L’alcol, il «binge», ubriachezza che rende fradici, incapaci di
intendere e volere tanti studenti, e gli stupefacenti soprattutto nei
primi due anni, agiscono da volano, cancellando i freni morali dei
maschi e indebolendo le difese delle ragazze. Spesso, in certi campus
del Sud soprattutto, la cultura aggressiva dello sport, le squadre di
football e atletica con il culto del «jockey», lo sportivo scarso agli
esami ma vittorioso in campo, chiude il cerchio, scaricando ormoni,
testosterone e desiderio in stupro, anziché amore.
Le
amministrazioni hanno le loro responsabilità, il caso di certi campus
Ivy League, le università d’élite, conferma che la polizia a pattugliare
la sede nei giorni del week end, ha un immediato effetto deterrente sui
maschi e offre alle ragazze un modo per chiedere aiuto subito, non
appena si sentano in difficoltà.
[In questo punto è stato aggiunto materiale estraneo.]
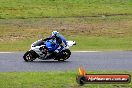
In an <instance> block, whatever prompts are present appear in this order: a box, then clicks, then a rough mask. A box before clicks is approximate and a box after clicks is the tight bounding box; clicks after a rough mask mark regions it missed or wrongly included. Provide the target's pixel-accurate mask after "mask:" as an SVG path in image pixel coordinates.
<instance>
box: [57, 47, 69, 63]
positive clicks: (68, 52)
mask: <svg viewBox="0 0 132 88" xmlns="http://www.w3.org/2000/svg"><path fill="white" fill-rule="evenodd" d="M70 55H71V51H70V50H69V49H66V50H63V51H61V53H60V57H59V58H58V61H65V60H67V59H68V58H69V57H70Z"/></svg>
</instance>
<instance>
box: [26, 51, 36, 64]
mask: <svg viewBox="0 0 132 88" xmlns="http://www.w3.org/2000/svg"><path fill="white" fill-rule="evenodd" d="M23 59H24V60H25V61H26V62H29V61H33V60H35V59H36V58H34V57H33V54H32V53H31V51H27V52H26V53H25V54H24V56H23Z"/></svg>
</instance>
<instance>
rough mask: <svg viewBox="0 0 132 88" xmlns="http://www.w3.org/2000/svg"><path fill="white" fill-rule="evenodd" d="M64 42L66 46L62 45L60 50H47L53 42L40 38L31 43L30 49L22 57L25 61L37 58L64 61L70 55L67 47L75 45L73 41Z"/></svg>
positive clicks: (68, 48)
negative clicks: (57, 51)
mask: <svg viewBox="0 0 132 88" xmlns="http://www.w3.org/2000/svg"><path fill="white" fill-rule="evenodd" d="M66 42H67V46H66V47H64V48H63V49H62V50H61V51H60V52H49V50H50V49H51V48H53V44H54V42H53V41H51V40H47V41H43V40H42V39H40V40H38V41H36V42H34V43H32V44H31V49H30V50H28V51H27V52H26V53H25V54H24V56H23V59H24V60H25V61H26V62H28V61H34V60H35V59H37V58H38V59H41V60H49V59H53V60H58V61H65V60H67V59H68V58H69V57H70V55H71V51H70V50H69V48H70V47H71V46H73V45H76V42H75V41H66Z"/></svg>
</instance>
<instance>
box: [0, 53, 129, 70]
mask: <svg viewBox="0 0 132 88" xmlns="http://www.w3.org/2000/svg"><path fill="white" fill-rule="evenodd" d="M23 54H24V53H23V52H17V53H2V52H1V53H0V72H15V71H19V72H21V71H69V70H77V68H78V67H79V66H83V67H84V68H85V69H86V70H89V71H93V70H97V71H102V70H103V71H105V70H109V71H132V51H109V52H108V51H107V52H72V55H71V57H70V58H69V59H68V60H67V61H65V62H58V61H54V60H46V61H45V60H35V61H34V62H25V61H24V60H23V58H22V57H23Z"/></svg>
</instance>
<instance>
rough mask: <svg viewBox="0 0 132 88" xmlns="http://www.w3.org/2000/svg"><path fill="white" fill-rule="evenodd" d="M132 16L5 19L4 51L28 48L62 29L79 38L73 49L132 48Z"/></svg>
mask: <svg viewBox="0 0 132 88" xmlns="http://www.w3.org/2000/svg"><path fill="white" fill-rule="evenodd" d="M131 29H132V17H131V16H111V17H105V18H102V17H90V18H89V17H84V18H43V19H39V18H38V19H35V18H34V19H8V20H7V19H1V20H0V51H26V50H28V49H29V48H30V44H31V43H32V42H34V41H36V40H38V39H40V38H44V37H47V36H48V35H50V34H51V32H52V31H53V30H58V31H59V32H60V33H61V34H63V35H64V36H65V37H66V39H67V40H75V41H76V43H77V45H76V46H73V47H72V48H71V49H72V50H132V47H131V45H132V38H131V36H132V30H131Z"/></svg>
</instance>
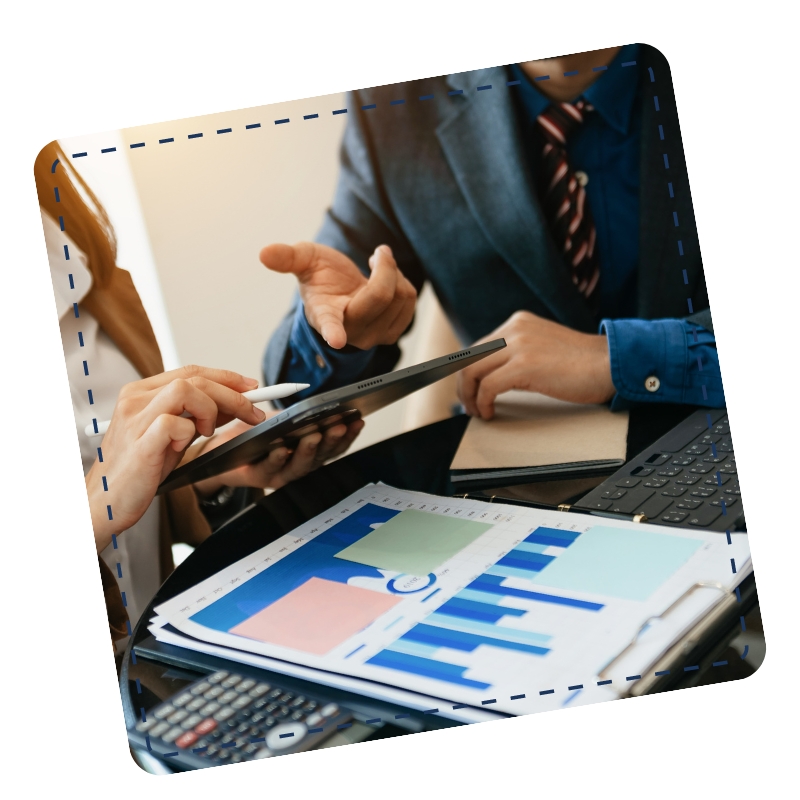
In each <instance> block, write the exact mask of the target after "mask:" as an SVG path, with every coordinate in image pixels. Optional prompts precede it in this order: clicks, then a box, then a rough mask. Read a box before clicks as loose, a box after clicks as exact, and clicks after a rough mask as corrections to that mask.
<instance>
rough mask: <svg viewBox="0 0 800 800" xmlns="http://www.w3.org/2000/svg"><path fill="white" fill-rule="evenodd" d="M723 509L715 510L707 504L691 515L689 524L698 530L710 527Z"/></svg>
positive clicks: (694, 512) (699, 508) (712, 507)
mask: <svg viewBox="0 0 800 800" xmlns="http://www.w3.org/2000/svg"><path fill="white" fill-rule="evenodd" d="M721 513H722V509H721V508H713V507H712V506H710V505H708V504H706V505H704V506H703V507H702V508H699V509H698V510H697V511H694V512H693V513H692V514H690V515H689V524H690V525H693V526H694V527H696V528H705V527H706V526H708V525H710V524H711V523H712V522H713V521H714V520H715V519H716V518H717V517H718V516H719V515H720V514H721Z"/></svg>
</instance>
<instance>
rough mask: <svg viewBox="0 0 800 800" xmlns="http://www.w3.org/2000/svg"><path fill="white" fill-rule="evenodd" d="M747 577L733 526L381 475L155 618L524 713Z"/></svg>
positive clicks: (609, 684)
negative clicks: (520, 500)
mask: <svg viewBox="0 0 800 800" xmlns="http://www.w3.org/2000/svg"><path fill="white" fill-rule="evenodd" d="M732 559H733V561H732ZM732 563H735V564H736V572H735V573H734V572H733V571H732V568H731V564H732ZM749 571H750V555H749V549H748V546H747V537H746V534H731V535H730V544H729V543H728V538H727V536H726V535H725V534H719V533H710V532H705V531H686V530H682V529H681V530H672V529H669V528H666V527H657V526H651V525H643V524H636V523H631V522H625V521H616V520H614V521H612V520H608V519H604V518H599V517H592V516H588V515H577V514H564V513H559V512H550V511H542V510H539V509H529V508H523V507H518V506H504V505H499V504H494V503H492V504H489V503H485V502H481V501H478V500H469V499H462V498H441V497H434V496H430V495H424V494H421V493H416V492H407V491H401V490H397V489H393V488H390V487H387V486H384V485H380V484H378V485H369V486H365V487H364V488H363V489H361V490H359V491H358V492H356V493H354V494H353V495H351V496H350V497H348V498H347V499H345V500H344V501H342V502H341V503H339V504H338V505H337V506H334V507H333V508H331V509H330V510H329V511H328V512H326V513H325V514H324V515H321V516H319V517H317V518H315V519H313V520H311V521H310V522H308V523H306V524H304V525H302V526H300V527H299V528H297V529H296V530H295V531H293V532H292V533H291V534H288V535H286V536H283V537H281V538H280V539H278V540H276V541H275V542H273V543H272V544H270V545H267V546H266V547H264V548H262V549H260V550H258V551H256V552H255V553H253V554H251V555H250V556H248V557H246V558H244V559H242V560H241V561H239V562H237V563H235V564H233V565H231V566H229V567H227V568H226V569H224V570H222V571H221V572H219V573H217V574H216V575H214V576H213V577H211V578H209V579H207V580H206V581H203V582H202V583H200V584H198V585H197V586H195V587H193V588H192V589H190V590H187V591H186V592H184V593H182V594H181V595H178V596H177V597H175V598H173V599H172V600H170V601H168V602H166V603H164V604H162V605H160V606H159V607H158V608H157V609H156V613H157V614H158V615H159V619H158V620H157V621H155V622H156V623H157V624H156V625H155V627H159V626H161V627H163V626H164V625H167V624H168V626H169V627H170V628H171V629H172V630H173V631H177V632H178V636H180V634H183V635H185V636H187V637H192V639H194V640H195V642H204V643H206V645H207V647H208V648H209V649H211V648H214V649H217V648H229V649H231V650H239V651H247V652H249V653H251V654H253V655H254V656H260V657H266V658H269V659H270V660H273V659H274V660H275V662H274V663H280V662H284V663H289V664H294V665H299V666H300V667H303V668H311V669H315V670H320V671H325V672H327V673H336V674H340V675H342V676H349V677H351V678H356V679H360V680H361V681H365V682H371V683H372V684H373V685H375V686H379V685H382V686H385V687H397V688H399V689H403V690H407V691H409V692H412V693H418V694H419V695H424V696H425V697H431V698H442V699H443V700H446V701H448V702H451V703H454V704H465V705H468V706H472V707H475V708H478V709H480V708H482V707H487V710H489V709H491V711H497V712H501V713H505V714H525V713H532V712H536V711H543V710H547V709H551V708H557V707H559V706H562V705H565V704H567V703H575V704H577V703H583V702H595V701H598V700H605V699H611V698H613V697H617V696H619V694H621V693H622V692H624V691H625V690H626V689H627V688H628V683H627V678H628V677H629V676H630V675H631V674H632V671H638V672H644V671H646V669H647V667H648V666H650V665H651V664H652V663H653V661H654V660H655V659H657V658H658V657H659V656H660V655H661V654H662V653H663V652H664V651H665V650H666V649H667V648H668V647H669V646H670V645H671V644H673V643H674V642H675V641H677V640H678V639H679V638H680V637H681V636H682V635H684V634H685V632H686V631H688V630H689V629H690V628H691V627H692V625H694V624H695V623H696V622H697V620H698V619H700V618H701V617H702V616H703V615H704V614H705V613H707V612H708V611H709V610H710V609H711V608H713V607H714V606H715V605H716V604H717V603H719V602H721V601H722V600H723V599H725V598H726V597H727V596H728V595H729V594H730V592H731V591H733V589H734V588H735V586H736V585H738V583H739V582H740V581H741V580H742V579H743V578H744V577H745V576H746V575H747V574H748V572H749ZM667 611H669V613H668V614H665V612H667ZM640 635H641V640H642V646H641V647H638V646H637V647H636V648H634V649H633V650H632V649H631V648H630V645H631V642H633V641H634V640H637V641H638V637H639V636H640ZM198 649H199V648H198ZM621 653H625V658H624V663H623V664H622V665H621V666H619V667H617V666H615V661H616V660H617V658H618V656H619V655H620V654H621ZM601 674H602V677H603V680H604V681H605V683H604V685H602V686H598V685H597V684H598V681H599V680H600V676H601ZM608 681H610V683H608ZM379 694H380V693H377V694H376V693H374V692H373V693H372V695H373V696H379Z"/></svg>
Alla Columbia University nel 2012, la
studentessa Emma Sulkowicz ha accusato un compagno di averla stuprata,
e, quando un giurì dell’ateneo ha deciso per l’assoluzione, ha lanciato
una protesta insolita. Definita dai critici d’arte «Performance da
materasso, il peso da portare», la saga ha visto Emma trascinare un
materasso lungo i corridoi e i viali dell’università ad oltranza,
chiedendo la radiazione o la condanna dell’imputato. Pian piano maturata
in tesi di laurea curata dal docente Jon Kessler, la performance ha
scatenato voci pro e contro, finché, a sua volta il ragazzo, caduta ogni
accusa contro di lui e con la Sulkowicz a insistere nella denuncia, ha
querelato il presidente Lee Bolliger, chiedendo che anche i suoi diritti
venissero rispettati, in nome del garantismo. Le famiglie degli
imputati spesso ne citano il caso, impugnando la stessa difesa, le
ragazze ubriache si lasciano andare, salvo poi, il giorno dopo, accusare
i maschi.
Anche sotto le armi, tra i militari, la coesistenza
forzata uomini-donne e la nuova coscienza diffusa portano ad accuse e
contro accuse. Ma, come Lady Gaga ha rappresentato con delicata
sensibilità al di là delle statistiche, una su cinque o una su quattro
che sia, milioni di giovani donne, e le loro famiglie, tengono il fiato
sospeso in anni che dovrebbero essere invece di studio e libertà. Mentre
il candidato repubblicano Donald Trump si vanta di «afferrare le donne
per i genitali», il tema - se davvero Hillary Clinton, prima donna
arrivasse alla Casa Bianca - va affrontato con urgenza assoluta, perché
non si dica più «finché non succede a te…».